Unity Catalog in Databricks: unified governance for data and AI
João Barros
01 de January de 2025
2 min read
Unity Catalog is the Databricks data governance solution that unifies access control, lineage and auditing in a single metadata plane shared across all workspaces. It replaces local Hive metastores with a centralized, multi-workspace catalog.
Object hierarchy
Metastore (1 per region)
└─ Catalog (e.g. prod, dev, raw)
└─ Schema / Database
└─ Table / View / Volume / Function / Model
Create a basic structure
-- SQL in Databricks
CREATE CATALOG IF NOT EXISTS prod;
CREATE SCHEMA IF NOT EXISTS prod.sales;
CREATE TABLE prod.sales.fact_orders
USING DELTA AS SELECT * FROM hive_metastore.legacy.orders;
Granular access control
-- Grant read access to a group
GRANT SELECT ON TABLE prod.sales.fact_orders TO `analysts`;
-- Access to a full schema
GRANT USE SCHEMA, SELECT ON SCHEMA prod.sales TO `data_team`;
-- Mask a sensitive column
ALTER TABLE prod.sales.customers
ALTER COLUMN tax_id SET MASK mask_pii USING COLUMNS (current_user());
Automatic lineage
Unity Catalog automatically captures lineage between tables when you use SQL or Delta Live Tables. View it in the Data Explorer: Table → Lineage Graph.

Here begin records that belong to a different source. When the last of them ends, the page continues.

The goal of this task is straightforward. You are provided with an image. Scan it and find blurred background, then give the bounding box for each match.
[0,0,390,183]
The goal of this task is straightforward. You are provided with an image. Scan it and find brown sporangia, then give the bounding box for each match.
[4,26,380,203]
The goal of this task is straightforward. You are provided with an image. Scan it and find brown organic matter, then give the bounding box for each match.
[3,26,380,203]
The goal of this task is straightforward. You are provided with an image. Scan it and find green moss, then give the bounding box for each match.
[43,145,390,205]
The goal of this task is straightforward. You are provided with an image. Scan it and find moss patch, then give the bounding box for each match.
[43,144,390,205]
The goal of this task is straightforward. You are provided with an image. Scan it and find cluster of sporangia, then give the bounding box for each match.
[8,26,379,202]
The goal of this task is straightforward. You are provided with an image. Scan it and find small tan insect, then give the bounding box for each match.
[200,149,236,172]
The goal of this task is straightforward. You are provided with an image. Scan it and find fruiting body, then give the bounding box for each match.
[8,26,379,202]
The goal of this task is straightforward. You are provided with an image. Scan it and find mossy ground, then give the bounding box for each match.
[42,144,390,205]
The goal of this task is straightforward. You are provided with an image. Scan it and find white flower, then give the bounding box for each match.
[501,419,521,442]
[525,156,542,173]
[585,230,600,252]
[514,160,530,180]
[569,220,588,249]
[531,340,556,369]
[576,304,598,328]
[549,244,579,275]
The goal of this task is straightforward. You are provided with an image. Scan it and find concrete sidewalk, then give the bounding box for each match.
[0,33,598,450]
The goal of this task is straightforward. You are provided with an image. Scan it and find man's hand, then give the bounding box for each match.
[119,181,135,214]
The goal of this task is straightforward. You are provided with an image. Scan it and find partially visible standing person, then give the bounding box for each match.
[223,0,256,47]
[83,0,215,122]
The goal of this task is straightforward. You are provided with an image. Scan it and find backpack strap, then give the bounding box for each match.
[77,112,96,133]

External Locations and Volumes
-- Register external storage
CREATE EXTERNAL LOCATION my_adls
URL 'abfss://container@account.dfs.core.windows.net/'
WITH (STORAGE CREDENTIAL my_credential);
-- Volume for access to non-tabular files
CREATE VOLUME prod.raw.incoming_files
LOCATION 'abfss://container@account.dfs.core.windows.net/incoming/';
Conclusion
Unity Catalog turns Databricks into an enterprise-ready platform. With a single catalog for the whole organization, it eliminates permission silos between workspaces and gives data teams full visibility into who accesses what and where data comes from.